Accordingly, Ali turned and descended the hill, leaving Jim stretched out upon the summit, with his eyes fixed upon the distant warriors. In half an hour the Mullah’s expedition had disappeared behind an elevation, and Jim at once turned his glasses upon the solitary horseman who had watched them depart. He saw him put his horse into a furious gallop, and head him towards the collection of mud hovels. Then he watched as the rider pulled in his animal, and threw himself from the saddle. At this moment a native ran out and took the reins from him, while the Mullah strode into the midst of the camp. Though he was often hidden for a considerable time by some clump of huts, Jim was able to follow him as he advanced by watching for him as he crossed the open spaces. At last he reached a house of considerable proportions, above the flat roof of which a tattered banner blew out in the tropical breeze, showing a groundwork of brilliant red, with figures worked upon it in darker colors. A spear seemed to form the supporting post.

“He’s gone in,” said Jim, watching the figure of the Mullah with the utmost eagerness. “I must make a careful note of the position of his house, for I might have to find my way there some day. Indeed, if father is there—and I see no other way of rescuing him—I shall choose a dark night, and creep into the mud hut into which the Mullah has disappeared. Then I’ll put a pistol to his head, and give him the choice of death or the loss of his slave. But I should have to be very careful of treachery, and in any case it would be a desperate game to play. However, we shall see. Having come so far, I do not mean to turn back before I have made every effort, and if I fail after all, why, I’ll return to Berbera, join the British troops, and march in this direction again in their company.”
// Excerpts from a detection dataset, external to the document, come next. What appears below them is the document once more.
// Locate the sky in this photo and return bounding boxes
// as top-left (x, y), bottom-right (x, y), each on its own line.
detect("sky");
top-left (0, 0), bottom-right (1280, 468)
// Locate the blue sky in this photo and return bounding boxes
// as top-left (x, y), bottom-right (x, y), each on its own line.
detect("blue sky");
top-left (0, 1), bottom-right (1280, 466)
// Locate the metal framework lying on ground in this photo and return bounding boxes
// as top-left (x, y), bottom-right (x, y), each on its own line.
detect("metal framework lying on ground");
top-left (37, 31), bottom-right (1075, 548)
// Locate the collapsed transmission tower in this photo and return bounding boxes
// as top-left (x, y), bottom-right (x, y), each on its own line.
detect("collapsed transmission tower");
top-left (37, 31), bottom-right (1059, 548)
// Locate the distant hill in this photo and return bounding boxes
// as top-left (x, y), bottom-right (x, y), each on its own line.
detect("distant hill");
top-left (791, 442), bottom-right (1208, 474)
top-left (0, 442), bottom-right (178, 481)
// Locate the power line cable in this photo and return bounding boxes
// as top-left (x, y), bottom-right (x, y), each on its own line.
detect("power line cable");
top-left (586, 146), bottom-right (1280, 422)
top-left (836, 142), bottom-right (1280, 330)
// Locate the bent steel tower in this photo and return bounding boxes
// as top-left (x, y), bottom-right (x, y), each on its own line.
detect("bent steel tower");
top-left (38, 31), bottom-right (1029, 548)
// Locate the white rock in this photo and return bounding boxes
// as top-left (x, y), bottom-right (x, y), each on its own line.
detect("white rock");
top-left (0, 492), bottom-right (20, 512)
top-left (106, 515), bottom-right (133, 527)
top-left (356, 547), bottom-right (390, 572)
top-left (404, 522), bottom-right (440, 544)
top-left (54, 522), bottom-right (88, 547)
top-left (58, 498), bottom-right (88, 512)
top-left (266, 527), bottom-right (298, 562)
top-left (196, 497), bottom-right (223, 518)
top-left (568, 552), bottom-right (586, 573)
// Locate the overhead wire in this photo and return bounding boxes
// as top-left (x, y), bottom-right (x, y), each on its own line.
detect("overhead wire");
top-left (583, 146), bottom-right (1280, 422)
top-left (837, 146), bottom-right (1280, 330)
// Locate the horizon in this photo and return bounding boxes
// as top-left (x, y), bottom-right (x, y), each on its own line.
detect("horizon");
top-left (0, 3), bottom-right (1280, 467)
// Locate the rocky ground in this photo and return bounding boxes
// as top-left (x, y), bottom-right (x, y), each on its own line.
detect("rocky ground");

For long Jim lay full-length among the grass with which this hill was thickly clad, and gazed down into the valley which formed the home and hiding-place of the Mullah and his adherents. Every now and again he would catch sight of some figure moving along the bank of the river, or passing down the only street of which the village boasted. Instantly, up would go his glasses to his eyes, and he would focus them upon the object, hoping that this might prove to be the white prisoner, his father.

But in every case the figure proved to be some dusky warrior, trudging along with his spear over one shoulder, and his hide-shield dangling on his other arm, or one of the many wives with which these Somali fighting men were blessed, walking down to the water to replenish her household stock. Full as Jim’s thoughts were of other things, he could not help remarking the graceful carriage of these people. With erect figures, and arms swinging easily at their sides, these women bore upon their heads a tall earthen jar, which they balanced there with as much ease as the average individual contrives to retain his hat.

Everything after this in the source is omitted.